Weights are initialized using Kaiming/He initialization:
  • weights ~ N(0, sqrt(2/in_features))
  • Biases are initialized to zeros
This initialization is optimal for ReLU activations and helps prevent vanishing/exploding gradients.

Properties

  • inputSize: number - Number of input features
  • outputSize: number - Number of output features

Methods

forward

forward(input: Tensor): Tensor
forward(input: GradTensor): GradTensor
Computes the linear transformation y = x * W^T + b. Parameters:
  • input - Input tensor of shape (*, in_features)
Returns: Output tensor of shape (*, out_features) Throws:
  • ShapeError - If input shape is invalid
  • DTypeError - If input dtype is unsupported

getWeight

getWeight(): Tensor
Gets the weight matrix. Returns: Weight tensor of shape (out_features, in_features)

getBias

getBias(): Tensor | undefined
Gets the bias vector.

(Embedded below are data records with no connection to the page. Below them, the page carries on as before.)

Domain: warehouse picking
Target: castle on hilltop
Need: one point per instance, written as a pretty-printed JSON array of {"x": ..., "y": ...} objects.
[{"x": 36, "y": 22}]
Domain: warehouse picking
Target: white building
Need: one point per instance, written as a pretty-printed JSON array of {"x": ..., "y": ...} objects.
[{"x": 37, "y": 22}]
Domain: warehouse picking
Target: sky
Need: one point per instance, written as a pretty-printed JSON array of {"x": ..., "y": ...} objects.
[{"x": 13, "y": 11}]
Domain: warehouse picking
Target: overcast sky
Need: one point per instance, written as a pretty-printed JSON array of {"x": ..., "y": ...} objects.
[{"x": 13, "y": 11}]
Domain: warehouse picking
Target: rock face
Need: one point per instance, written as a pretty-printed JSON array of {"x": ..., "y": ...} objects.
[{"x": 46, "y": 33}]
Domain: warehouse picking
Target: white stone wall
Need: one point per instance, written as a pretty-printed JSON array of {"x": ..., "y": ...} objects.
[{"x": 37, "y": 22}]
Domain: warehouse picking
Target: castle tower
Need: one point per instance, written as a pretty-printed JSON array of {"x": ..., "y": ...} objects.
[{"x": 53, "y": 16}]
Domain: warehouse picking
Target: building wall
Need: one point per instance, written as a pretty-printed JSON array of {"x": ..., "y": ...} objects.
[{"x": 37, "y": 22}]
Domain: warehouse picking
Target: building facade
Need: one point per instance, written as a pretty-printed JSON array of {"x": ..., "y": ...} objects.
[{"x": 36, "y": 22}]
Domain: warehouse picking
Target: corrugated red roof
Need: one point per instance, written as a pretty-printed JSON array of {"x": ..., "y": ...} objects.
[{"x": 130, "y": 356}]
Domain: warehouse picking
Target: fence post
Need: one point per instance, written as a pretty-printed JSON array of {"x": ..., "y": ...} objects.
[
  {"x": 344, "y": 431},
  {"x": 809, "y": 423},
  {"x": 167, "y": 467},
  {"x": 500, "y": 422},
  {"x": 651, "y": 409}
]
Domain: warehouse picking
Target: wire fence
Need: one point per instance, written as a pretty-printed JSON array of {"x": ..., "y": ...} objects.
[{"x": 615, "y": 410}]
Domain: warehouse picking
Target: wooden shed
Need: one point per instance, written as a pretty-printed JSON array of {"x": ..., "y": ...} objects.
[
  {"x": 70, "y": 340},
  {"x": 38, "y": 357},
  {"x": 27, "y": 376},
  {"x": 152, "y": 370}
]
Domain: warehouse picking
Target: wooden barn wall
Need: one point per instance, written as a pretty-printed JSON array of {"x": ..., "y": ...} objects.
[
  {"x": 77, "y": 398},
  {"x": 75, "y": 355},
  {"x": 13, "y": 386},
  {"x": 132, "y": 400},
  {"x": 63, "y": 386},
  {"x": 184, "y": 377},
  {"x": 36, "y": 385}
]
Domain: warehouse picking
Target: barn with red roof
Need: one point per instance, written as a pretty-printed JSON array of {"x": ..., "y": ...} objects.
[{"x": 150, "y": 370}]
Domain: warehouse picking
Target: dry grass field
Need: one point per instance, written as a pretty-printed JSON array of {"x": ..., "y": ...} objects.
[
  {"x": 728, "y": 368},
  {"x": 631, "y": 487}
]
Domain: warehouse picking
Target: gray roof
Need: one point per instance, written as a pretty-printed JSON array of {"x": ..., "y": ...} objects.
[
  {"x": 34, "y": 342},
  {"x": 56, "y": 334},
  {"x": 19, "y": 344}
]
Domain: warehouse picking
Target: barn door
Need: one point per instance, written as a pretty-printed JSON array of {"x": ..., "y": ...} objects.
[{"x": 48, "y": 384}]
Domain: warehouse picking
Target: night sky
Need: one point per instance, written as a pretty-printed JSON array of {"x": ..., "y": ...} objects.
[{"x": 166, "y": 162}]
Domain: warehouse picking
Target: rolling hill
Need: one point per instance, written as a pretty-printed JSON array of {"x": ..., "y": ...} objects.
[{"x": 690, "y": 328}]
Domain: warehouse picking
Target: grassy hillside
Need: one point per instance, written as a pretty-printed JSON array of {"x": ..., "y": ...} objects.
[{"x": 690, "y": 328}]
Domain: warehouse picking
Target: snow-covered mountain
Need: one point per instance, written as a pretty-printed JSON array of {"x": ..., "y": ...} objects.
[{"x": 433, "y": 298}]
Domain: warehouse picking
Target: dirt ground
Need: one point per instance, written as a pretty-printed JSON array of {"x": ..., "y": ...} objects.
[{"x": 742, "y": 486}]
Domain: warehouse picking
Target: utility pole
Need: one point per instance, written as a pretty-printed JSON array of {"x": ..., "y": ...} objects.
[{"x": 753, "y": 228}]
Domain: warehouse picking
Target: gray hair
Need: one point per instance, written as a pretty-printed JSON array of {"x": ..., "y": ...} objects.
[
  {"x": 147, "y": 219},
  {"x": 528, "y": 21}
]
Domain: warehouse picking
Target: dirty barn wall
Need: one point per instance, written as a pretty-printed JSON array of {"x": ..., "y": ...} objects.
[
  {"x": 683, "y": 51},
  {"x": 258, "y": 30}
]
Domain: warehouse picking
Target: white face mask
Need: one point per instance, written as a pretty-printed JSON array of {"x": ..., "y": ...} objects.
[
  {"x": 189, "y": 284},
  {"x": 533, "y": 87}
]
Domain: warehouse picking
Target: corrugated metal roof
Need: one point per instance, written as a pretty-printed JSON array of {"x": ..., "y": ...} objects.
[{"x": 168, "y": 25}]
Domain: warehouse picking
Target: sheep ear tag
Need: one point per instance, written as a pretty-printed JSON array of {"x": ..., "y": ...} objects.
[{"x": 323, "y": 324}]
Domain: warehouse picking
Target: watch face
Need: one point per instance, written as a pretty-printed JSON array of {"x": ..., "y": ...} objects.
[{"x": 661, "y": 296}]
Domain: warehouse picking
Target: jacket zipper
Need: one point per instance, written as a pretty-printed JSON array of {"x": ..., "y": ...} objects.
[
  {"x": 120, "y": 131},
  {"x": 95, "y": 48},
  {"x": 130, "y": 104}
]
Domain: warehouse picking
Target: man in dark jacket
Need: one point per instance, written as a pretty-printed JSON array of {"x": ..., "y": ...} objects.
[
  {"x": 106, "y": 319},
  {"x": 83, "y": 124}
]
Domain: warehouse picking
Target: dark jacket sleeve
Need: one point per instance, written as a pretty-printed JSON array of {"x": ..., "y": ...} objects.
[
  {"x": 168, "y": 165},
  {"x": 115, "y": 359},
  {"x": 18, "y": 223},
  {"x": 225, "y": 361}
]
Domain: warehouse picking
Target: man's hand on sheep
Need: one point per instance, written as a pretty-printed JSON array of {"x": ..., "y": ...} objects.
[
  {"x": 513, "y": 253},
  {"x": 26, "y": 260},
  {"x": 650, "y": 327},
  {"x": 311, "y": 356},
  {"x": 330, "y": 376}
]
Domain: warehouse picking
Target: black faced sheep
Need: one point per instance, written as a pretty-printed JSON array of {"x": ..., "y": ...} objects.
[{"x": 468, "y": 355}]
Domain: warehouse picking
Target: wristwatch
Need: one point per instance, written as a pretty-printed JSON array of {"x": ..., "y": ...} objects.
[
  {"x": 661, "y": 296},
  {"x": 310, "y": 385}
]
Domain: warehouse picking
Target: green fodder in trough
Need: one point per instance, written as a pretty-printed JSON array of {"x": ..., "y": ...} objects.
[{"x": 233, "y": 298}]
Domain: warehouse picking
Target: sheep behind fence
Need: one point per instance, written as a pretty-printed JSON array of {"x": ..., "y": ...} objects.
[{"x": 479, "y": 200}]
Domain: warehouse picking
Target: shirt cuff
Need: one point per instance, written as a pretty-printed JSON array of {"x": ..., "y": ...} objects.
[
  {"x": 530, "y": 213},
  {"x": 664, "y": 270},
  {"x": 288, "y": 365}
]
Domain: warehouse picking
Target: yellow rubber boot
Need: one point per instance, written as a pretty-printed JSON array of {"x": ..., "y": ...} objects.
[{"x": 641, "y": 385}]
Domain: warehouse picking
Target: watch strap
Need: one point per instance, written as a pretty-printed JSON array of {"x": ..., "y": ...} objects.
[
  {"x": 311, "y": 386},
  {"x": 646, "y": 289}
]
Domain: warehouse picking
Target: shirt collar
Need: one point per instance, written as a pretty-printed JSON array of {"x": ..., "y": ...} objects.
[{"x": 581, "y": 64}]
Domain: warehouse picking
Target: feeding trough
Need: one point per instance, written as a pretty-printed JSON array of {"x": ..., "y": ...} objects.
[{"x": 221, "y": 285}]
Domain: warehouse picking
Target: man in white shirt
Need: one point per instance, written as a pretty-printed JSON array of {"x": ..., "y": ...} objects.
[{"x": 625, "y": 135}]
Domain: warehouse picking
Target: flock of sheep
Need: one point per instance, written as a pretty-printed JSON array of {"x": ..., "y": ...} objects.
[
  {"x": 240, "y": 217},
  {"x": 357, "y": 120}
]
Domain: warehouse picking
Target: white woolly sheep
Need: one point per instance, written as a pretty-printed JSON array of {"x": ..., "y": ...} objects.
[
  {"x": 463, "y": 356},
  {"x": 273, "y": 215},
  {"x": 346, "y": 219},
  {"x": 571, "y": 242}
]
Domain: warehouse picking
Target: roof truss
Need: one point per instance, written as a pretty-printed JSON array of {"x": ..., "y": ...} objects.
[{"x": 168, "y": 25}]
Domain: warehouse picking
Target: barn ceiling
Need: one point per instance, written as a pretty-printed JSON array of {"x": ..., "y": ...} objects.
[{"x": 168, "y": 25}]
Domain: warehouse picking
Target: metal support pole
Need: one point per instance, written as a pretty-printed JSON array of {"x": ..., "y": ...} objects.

Returns: Bias tensor of shape (out_features,) or undefined if no bias

Examples

Basic Usage

import { Linear } from 'deepbox/nn';
import { tensor } from 'deepbox/ndarray';

// Create a linear layer
const layer = new Linear(20, 30);

// Forward pass with 2D input (batch)
const input = tensor([[1, 2, 3, /* ... */, 20]]); // shape: (1, 20)
const output = layer.forward(input);              // shape: (1, 30)

Without Bias

const layerNoBias = new Linear(10, 5, { bias: false });

With Sequence Data

// Process sequences (e.g., for transformers)
const layer = new Linear(512, 256);

// Input: (batch=2, seq_len=10, features=512)
const sequences = tensor(/* ... */);
const output = layer.forward(sequences); // (batch=2, seq_len=10, features=256)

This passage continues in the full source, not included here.